When we built the voice agent for that dental group, the thing we ran into hardest was the gap between "demo-fast" and "production-fast." We ended up solving it by paying for warm workers we technically did not need and benchmarking the p95 of every layer end to end. If you are scoping a voice agent and you want the real numbers, that is the kind of work we do inside our AI agents practice.

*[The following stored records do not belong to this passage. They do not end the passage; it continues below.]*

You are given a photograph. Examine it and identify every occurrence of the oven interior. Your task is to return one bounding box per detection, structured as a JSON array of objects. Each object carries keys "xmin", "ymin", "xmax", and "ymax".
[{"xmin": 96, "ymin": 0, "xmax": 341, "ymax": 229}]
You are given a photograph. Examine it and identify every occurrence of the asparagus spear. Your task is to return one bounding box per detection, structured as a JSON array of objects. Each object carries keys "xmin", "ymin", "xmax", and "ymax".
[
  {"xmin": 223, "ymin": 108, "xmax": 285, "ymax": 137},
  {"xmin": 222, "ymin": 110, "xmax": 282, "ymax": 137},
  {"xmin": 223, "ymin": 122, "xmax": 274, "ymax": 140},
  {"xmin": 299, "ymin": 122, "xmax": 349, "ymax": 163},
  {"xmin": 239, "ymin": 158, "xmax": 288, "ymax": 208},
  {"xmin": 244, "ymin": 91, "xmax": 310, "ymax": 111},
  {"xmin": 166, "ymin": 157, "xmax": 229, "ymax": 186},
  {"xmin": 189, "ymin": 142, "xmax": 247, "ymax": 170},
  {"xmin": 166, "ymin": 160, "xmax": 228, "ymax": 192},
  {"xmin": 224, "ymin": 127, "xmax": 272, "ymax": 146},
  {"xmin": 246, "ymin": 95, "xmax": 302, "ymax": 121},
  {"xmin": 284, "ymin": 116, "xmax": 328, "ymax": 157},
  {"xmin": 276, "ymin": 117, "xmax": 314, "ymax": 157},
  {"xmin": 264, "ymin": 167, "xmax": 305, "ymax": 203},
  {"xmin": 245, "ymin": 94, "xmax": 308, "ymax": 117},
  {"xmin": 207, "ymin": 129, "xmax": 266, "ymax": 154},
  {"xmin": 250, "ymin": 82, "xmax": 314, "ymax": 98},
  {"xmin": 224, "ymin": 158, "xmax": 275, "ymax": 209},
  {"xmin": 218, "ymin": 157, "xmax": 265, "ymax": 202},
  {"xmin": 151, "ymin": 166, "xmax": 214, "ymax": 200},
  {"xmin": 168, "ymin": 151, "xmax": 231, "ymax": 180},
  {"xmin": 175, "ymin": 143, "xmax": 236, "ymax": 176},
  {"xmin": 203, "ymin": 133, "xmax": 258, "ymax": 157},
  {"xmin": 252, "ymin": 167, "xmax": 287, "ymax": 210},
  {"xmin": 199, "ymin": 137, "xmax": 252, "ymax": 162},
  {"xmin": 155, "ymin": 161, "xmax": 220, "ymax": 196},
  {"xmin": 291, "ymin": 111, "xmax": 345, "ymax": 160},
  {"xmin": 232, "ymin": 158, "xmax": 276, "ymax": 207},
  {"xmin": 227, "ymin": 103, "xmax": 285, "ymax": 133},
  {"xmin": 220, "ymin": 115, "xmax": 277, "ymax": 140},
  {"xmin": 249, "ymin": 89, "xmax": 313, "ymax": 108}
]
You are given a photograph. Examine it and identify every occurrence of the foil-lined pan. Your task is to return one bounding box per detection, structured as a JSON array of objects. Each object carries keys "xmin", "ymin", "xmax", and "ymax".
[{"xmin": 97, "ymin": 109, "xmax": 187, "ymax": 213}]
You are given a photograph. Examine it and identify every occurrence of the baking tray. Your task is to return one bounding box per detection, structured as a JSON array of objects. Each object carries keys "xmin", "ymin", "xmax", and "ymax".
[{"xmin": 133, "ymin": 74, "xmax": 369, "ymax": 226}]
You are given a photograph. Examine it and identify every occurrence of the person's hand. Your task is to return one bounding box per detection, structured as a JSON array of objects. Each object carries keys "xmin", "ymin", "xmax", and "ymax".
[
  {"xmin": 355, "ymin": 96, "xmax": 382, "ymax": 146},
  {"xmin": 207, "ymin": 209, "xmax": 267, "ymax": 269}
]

The five-minute audit you can run today

Call your own voice agent on its production number. Start a stopwatch the moment you stop hearing the ring. Stop it when you hear the first syllable. Do it ten times across a day, including a Sunday morning. If the p95 of that ten-call sample is over 1.8 seconds, you have the same problem we did. It is fixable.

Key takeaway

Cold-start, not first-token latency, is the number your callers feel. Benchmark pickup-to-first-syllable at p95 and warm your worker pool to fit it.

FAQ

Which stack had the lowest cold-start at p95?

LiveKit Agents, at 1.1s with a permanently-warm pool of four workers. Vapi was 2.6s at p95 because of cold containers on their side that we could not pre-warm.

Is Vapi a bad choice for Dutch voice agents?

No, it is the fastest path to a working demo. But you will want bring-your-own TTS for dental or medical vocabulary, and the per-minute cost adds up at over 1,000 calls a week.

When would you ship Pipecat over LiveKit?

When you need control over the audio pipeline itself: custom VAD, in-house TTS, real-time DSP, or non-standard frame processing. For a standard receptionist agent, LiveKit was easier.

What is cold-start latency for a voice agent?

The time between the SIP trunk answering the call and the agent speaking its first syllable. It is different from barge-in latency, which is measured after the user starts talking.

How do you measure it in production?

Tap the SIP layer for the INVITE-accepted timestamp and the audio output for the first non-silent frame. The difference, measured per call and aggregated at p95, is what your callers actually feel.